When we write a post on WordPress.com (e.g. this one), we may classify it into one or more user defined categories, which are organized into a tree structure. The user defined categories illustrate a (small) taxonomy on the things that a blogger is interested in. Large taxonomies such as Wikipedia categories and WordNet provide us a more complete classification of things or concepts, as well as to the principles underlying such a classification. WordPress also allows us to attach any tags to posts while tags don’t expose a hierarchical structure. The categories and tags help us to grasp the topics of documents quickly. They also help us to find information. For instance, we can search posts by tags in WordPress.com. Because the categories and tags are machine accessible, they are also of great use in information retrieval, knowledge management, natural language processing, etc. Of the massive amount of text available on the internet, unfortunately, not many documents are classifies or tagged. Clearly, the automatic learning of taxonomy and document topics has huge value in the era of cloud.

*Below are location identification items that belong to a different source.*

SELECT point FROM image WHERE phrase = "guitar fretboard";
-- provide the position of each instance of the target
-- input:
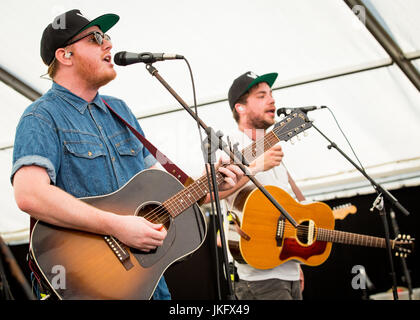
(350, 238)
(191, 194)
(254, 150)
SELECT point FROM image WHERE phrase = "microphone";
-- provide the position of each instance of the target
(125, 58)
(286, 111)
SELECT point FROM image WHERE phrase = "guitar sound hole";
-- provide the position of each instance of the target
(306, 232)
(155, 212)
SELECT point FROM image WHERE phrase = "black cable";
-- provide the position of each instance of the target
(338, 125)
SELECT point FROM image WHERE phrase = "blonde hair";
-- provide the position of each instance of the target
(52, 68)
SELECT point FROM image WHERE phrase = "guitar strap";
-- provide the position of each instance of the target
(164, 160)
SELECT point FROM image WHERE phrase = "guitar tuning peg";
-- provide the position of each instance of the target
(292, 140)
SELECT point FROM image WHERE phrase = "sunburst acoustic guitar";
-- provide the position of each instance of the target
(101, 267)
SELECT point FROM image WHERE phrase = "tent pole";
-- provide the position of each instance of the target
(389, 45)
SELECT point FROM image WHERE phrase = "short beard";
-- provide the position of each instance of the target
(90, 74)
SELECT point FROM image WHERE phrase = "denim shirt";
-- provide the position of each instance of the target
(84, 148)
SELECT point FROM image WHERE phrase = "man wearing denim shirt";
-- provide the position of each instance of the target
(68, 145)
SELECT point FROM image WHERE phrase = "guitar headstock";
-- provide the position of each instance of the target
(403, 245)
(341, 211)
(292, 125)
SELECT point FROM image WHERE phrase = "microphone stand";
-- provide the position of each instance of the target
(215, 139)
(379, 205)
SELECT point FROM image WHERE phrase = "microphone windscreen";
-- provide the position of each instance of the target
(119, 58)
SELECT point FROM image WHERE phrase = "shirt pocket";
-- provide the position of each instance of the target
(84, 149)
(127, 144)
(85, 167)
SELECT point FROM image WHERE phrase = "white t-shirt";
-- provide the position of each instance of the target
(276, 176)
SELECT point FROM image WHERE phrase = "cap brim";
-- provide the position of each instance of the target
(270, 78)
(104, 22)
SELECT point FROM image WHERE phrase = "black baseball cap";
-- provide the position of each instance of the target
(67, 25)
(245, 82)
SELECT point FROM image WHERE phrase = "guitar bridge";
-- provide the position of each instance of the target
(280, 231)
(118, 248)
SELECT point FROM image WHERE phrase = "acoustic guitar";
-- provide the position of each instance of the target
(272, 240)
(81, 265)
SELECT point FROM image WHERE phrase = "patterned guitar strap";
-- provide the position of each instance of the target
(159, 156)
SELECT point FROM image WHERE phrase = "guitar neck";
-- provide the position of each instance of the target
(259, 146)
(190, 195)
(350, 238)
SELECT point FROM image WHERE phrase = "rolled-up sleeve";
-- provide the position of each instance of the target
(36, 143)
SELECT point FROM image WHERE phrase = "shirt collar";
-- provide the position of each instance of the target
(77, 102)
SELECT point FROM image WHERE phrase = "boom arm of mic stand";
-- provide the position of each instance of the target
(377, 186)
(222, 145)
(381, 191)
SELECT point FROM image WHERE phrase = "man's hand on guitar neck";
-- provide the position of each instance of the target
(270, 159)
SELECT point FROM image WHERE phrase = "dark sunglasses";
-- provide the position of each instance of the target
(98, 37)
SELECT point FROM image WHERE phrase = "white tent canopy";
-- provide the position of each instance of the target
(322, 50)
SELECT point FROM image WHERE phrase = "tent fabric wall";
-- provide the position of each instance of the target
(374, 103)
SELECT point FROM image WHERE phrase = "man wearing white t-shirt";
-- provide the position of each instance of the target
(252, 104)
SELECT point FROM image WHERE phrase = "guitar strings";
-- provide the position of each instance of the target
(160, 211)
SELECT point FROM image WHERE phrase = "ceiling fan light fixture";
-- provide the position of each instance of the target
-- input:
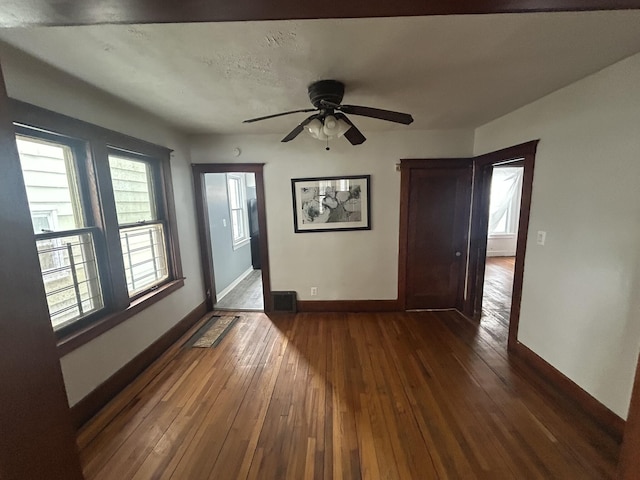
(315, 129)
(334, 127)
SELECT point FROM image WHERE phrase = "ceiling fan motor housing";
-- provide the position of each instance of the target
(328, 90)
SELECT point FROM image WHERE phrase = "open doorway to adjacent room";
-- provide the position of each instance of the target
(234, 240)
(502, 237)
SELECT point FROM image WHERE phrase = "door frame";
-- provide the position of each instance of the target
(524, 154)
(406, 165)
(204, 235)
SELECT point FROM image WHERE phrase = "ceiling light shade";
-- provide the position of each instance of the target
(343, 127)
(315, 129)
(334, 127)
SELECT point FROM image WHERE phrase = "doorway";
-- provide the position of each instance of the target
(465, 235)
(234, 233)
(233, 240)
(502, 235)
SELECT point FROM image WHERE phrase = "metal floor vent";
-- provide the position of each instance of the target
(284, 302)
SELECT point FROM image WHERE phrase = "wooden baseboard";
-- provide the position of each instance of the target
(86, 408)
(609, 421)
(348, 306)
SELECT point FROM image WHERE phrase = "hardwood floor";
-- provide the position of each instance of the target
(496, 298)
(392, 395)
(247, 295)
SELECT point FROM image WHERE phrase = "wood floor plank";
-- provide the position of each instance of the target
(344, 395)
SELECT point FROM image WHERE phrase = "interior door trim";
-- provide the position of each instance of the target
(198, 170)
(483, 166)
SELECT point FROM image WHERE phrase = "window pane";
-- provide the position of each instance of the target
(145, 256)
(237, 225)
(50, 179)
(132, 190)
(70, 276)
(234, 193)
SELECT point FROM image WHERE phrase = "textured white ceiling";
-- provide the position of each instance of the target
(447, 71)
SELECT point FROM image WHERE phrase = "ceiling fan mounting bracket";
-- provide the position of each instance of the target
(327, 90)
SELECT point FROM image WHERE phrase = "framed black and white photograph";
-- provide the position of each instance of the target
(331, 203)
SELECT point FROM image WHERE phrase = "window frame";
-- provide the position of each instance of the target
(242, 192)
(159, 210)
(92, 145)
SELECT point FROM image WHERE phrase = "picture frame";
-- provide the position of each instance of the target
(324, 204)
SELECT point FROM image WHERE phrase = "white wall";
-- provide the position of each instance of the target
(359, 265)
(580, 302)
(88, 366)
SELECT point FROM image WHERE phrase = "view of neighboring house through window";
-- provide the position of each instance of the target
(236, 190)
(65, 245)
(142, 234)
(103, 217)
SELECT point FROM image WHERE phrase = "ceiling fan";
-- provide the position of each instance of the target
(330, 120)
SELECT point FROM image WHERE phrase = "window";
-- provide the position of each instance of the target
(506, 191)
(236, 191)
(141, 232)
(102, 213)
(65, 247)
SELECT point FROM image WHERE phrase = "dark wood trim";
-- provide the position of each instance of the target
(59, 124)
(78, 338)
(169, 205)
(483, 165)
(96, 143)
(36, 435)
(609, 421)
(86, 408)
(348, 306)
(406, 165)
(629, 466)
(89, 12)
(198, 170)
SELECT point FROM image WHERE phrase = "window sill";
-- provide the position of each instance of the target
(78, 338)
(502, 235)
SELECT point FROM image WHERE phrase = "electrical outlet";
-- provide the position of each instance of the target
(541, 238)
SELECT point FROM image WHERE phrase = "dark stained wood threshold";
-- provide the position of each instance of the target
(78, 338)
(86, 408)
(609, 421)
(18, 13)
(348, 306)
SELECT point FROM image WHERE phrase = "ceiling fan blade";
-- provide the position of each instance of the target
(296, 131)
(387, 115)
(251, 120)
(354, 135)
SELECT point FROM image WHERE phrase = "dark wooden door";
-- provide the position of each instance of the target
(437, 200)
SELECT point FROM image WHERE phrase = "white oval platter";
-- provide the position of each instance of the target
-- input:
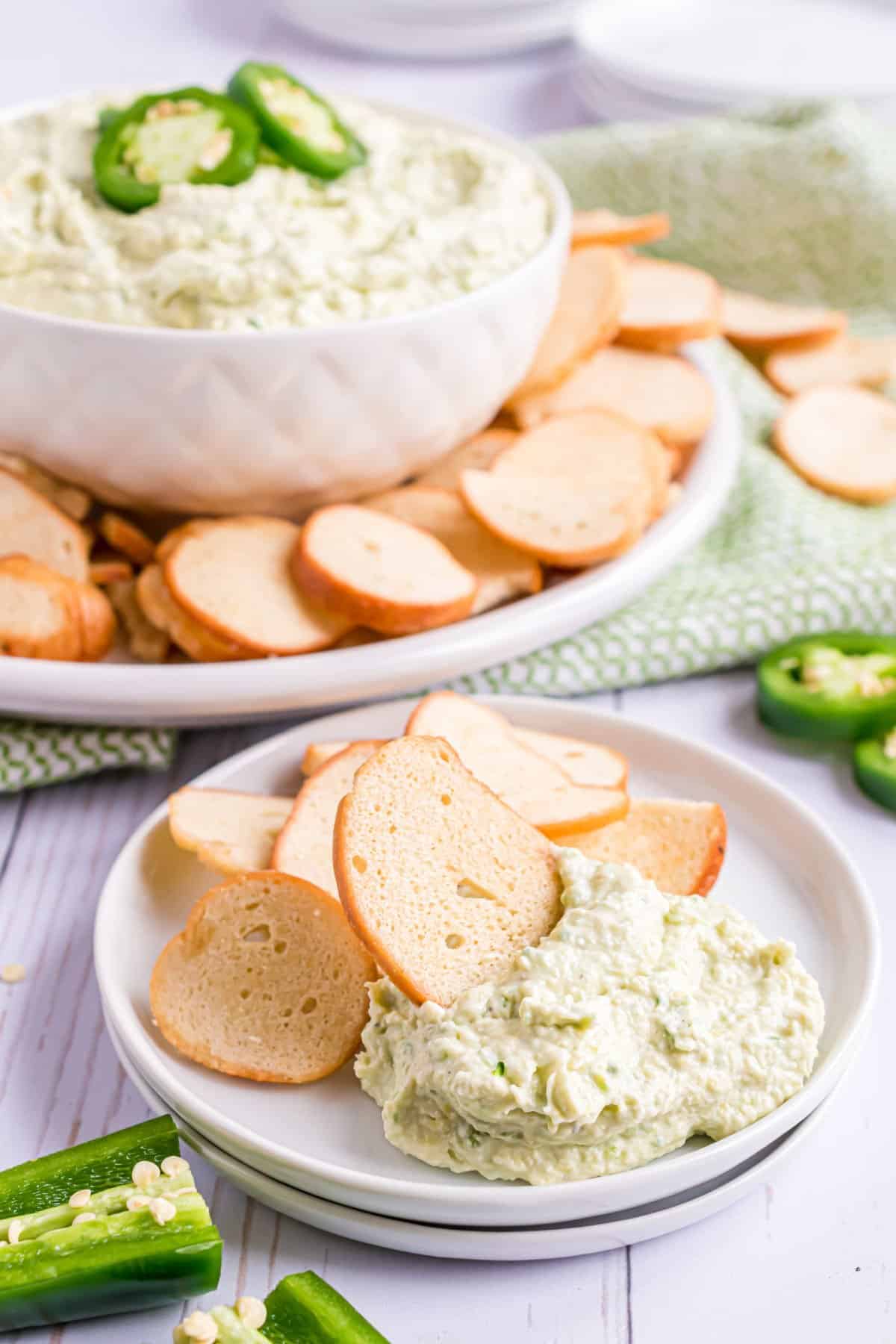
(783, 870)
(556, 1241)
(220, 692)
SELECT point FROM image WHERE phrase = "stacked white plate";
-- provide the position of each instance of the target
(319, 1154)
(441, 28)
(675, 58)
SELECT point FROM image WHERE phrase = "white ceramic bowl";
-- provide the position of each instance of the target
(281, 421)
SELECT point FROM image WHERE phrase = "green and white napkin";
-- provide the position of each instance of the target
(797, 203)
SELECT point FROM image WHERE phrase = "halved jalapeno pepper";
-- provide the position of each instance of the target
(875, 768)
(187, 134)
(829, 687)
(109, 1226)
(296, 122)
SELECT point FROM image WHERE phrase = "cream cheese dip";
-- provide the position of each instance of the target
(433, 214)
(640, 1021)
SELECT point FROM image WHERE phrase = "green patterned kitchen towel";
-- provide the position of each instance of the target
(795, 203)
(33, 754)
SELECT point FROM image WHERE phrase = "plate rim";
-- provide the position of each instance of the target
(726, 1194)
(169, 695)
(726, 1152)
(590, 38)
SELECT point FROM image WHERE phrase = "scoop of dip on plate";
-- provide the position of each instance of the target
(641, 1021)
(433, 214)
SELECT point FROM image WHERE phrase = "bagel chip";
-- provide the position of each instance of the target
(556, 520)
(594, 449)
(605, 226)
(267, 981)
(234, 578)
(227, 831)
(668, 304)
(441, 880)
(40, 616)
(864, 362)
(476, 453)
(841, 440)
(305, 843)
(164, 613)
(680, 846)
(379, 571)
(585, 762)
(662, 393)
(125, 537)
(765, 324)
(588, 316)
(534, 785)
(500, 570)
(30, 524)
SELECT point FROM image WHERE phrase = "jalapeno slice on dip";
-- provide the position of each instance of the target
(875, 768)
(296, 122)
(188, 134)
(829, 687)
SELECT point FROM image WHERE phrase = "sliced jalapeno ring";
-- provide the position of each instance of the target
(829, 687)
(875, 768)
(296, 122)
(187, 134)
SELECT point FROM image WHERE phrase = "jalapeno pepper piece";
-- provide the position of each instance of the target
(114, 1263)
(875, 768)
(187, 134)
(80, 1238)
(304, 1310)
(296, 122)
(99, 1164)
(829, 687)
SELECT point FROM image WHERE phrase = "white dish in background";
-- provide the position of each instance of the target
(558, 1241)
(734, 53)
(405, 28)
(205, 694)
(273, 421)
(782, 868)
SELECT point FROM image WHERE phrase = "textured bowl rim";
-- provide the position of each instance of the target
(559, 234)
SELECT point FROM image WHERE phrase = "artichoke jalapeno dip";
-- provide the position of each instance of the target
(432, 214)
(641, 1019)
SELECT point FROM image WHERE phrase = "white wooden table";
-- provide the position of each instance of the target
(810, 1257)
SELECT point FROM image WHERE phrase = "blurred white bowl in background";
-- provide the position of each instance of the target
(435, 28)
(281, 421)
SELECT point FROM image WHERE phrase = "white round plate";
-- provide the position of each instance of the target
(782, 868)
(393, 30)
(768, 49)
(220, 692)
(558, 1241)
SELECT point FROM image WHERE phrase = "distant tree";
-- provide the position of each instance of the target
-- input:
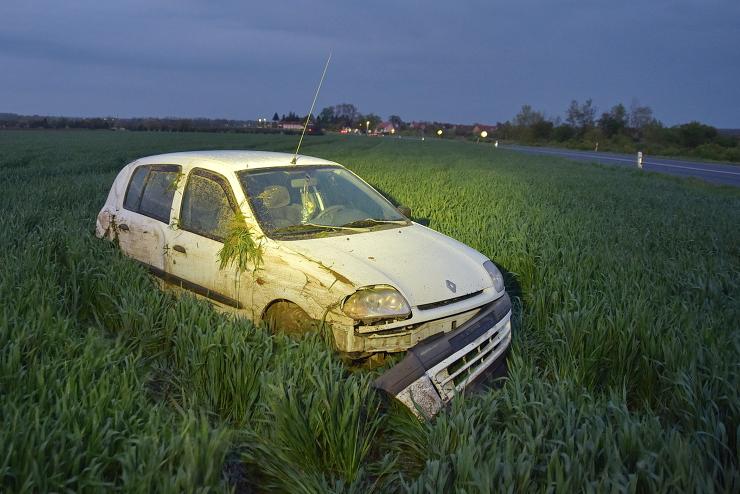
(396, 121)
(542, 130)
(527, 117)
(564, 132)
(614, 121)
(573, 114)
(640, 116)
(581, 116)
(327, 117)
(372, 118)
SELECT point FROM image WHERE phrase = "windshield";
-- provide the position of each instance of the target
(305, 201)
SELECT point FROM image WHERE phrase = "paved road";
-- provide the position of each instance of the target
(717, 173)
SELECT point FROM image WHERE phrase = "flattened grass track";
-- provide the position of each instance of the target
(624, 372)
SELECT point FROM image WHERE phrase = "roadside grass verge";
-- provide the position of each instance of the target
(624, 368)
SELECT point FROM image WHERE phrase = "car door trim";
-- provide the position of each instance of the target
(193, 287)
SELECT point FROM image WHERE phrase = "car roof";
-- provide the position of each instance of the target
(233, 160)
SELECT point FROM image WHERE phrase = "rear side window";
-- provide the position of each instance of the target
(151, 190)
(208, 205)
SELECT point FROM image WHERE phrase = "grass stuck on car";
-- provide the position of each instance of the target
(298, 243)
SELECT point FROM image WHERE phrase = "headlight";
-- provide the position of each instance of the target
(376, 303)
(495, 274)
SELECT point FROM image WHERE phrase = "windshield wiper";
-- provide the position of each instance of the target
(316, 227)
(367, 222)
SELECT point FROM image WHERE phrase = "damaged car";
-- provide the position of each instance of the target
(293, 240)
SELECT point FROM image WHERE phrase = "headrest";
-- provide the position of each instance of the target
(275, 196)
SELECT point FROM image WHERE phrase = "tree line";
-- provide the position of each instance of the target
(619, 129)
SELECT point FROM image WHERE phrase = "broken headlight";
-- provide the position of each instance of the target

Although it is possible to learn a taxonomy from the internet by automatic means, it is extremely challenging. On the other hand, tagging or topic detection is more computationally tractable. Today, we will look into several methods for topic detection from the point view of keyword extraction. Before diving into keyword extraction, it is worth of mentioning that other approaches are also available for topic detection. For example, document classification, assigning a document to one or more classes, can serve the purpose too. However, this approach has many limitations. First of all, it is not flexible as the classes are predefined. Given the quick evolving pace of our world, new classes have to been added frequently and the models have to be trained again and again. Second, current machine learning techniques are not effective or efficient to handle a very large number of classes, which is a usual situation in topic detection. Third, document classification, a supervised learning approach, requires training datasets. The larger the training data, the better. But labeling large training data is labor intensive and of high cost. Besides, human labeling is biased and subjective. It is hard for people to agree upon all the labels/tags of training data.

The goal of keyword extraction is to automatically extract relevant terms from a document. Since it is about relevance, you will probably think of TF–IDF (term frequency–inverse document frequency) immediately. Yes, TF-IDF has been used for keyword extraction as it is intended to reflect how important a word is to a document in a collection or corpus. The TF-IDF value increases proportionally to the number of times a word appears in the document, but is offset by the frequency of the word in the corpus. There are many variations of TF-IDF functions, e.g. BM25F, a state-of-the-art one, widely used in document retrieval such as web search.

When a TF-IDF function is run against all words in a document, the words can be ranked by their scores. A higher score indicates that a word is more relevant to the document and thus provides a good heuristic to determine likely keyword candidates. Due to its simplicity, it is widely used for keyword extraction today. However, the approach of TF-IDF requires a corpus, which may be too small, or be biased, or even doesn’t exist in real world applications. Meanwhile, social media, a majority body of text in the cloud ear, are often short or very noisy. These also present challenges to the TF-IDF approach.

We are particularly interested in domain-independent keyword extraction, which does not require a large corpus. This is a more natural approach as human doesn’t need a corpus to determine the keywords of documents. Matsuo and Ishizuka proposed such a method based on word co-occurrence statistical information where two terms in a sentence are considered to co-occur once. Their method is based on the observation that a general term is used relatively impartially with each frequent term, while significant terms show co-occurrence with particular terms. Therefore, the degree of bias of co-occurrence can be used as an indicator of term importance. The degree of co-occurence bias is measured by the χ2 statistic. In short, the algorithm selects frequent terms as a “standard” and then extracts terms with high deviation from them as keywords. To make the algorithm more stable and effective, the authors also proposed a refined χ2 value and clustering terms based on Jensen-Shannon divergence or mutual information. Overall, the algorithm consists of six steps:

  1. Stem words by Porter algorithm and extract phrases based APRIORI algorithm. Discard stop words.
  2. Select the top frequent terms up to 30% of running terms.
  3. Clustering frequent terms. Two terms are in the same cluster if either their Jensen-Shannon divergence or mutual information is above the threshold.
  4. Calculate the expected co-occurrence probability
  5. Calculate the refined χ2 values that removes the maximal term.
  6. Output a given number of terms of largest refined χ2 values.

It was shown that this method achieves comparable performance to TD-IDF.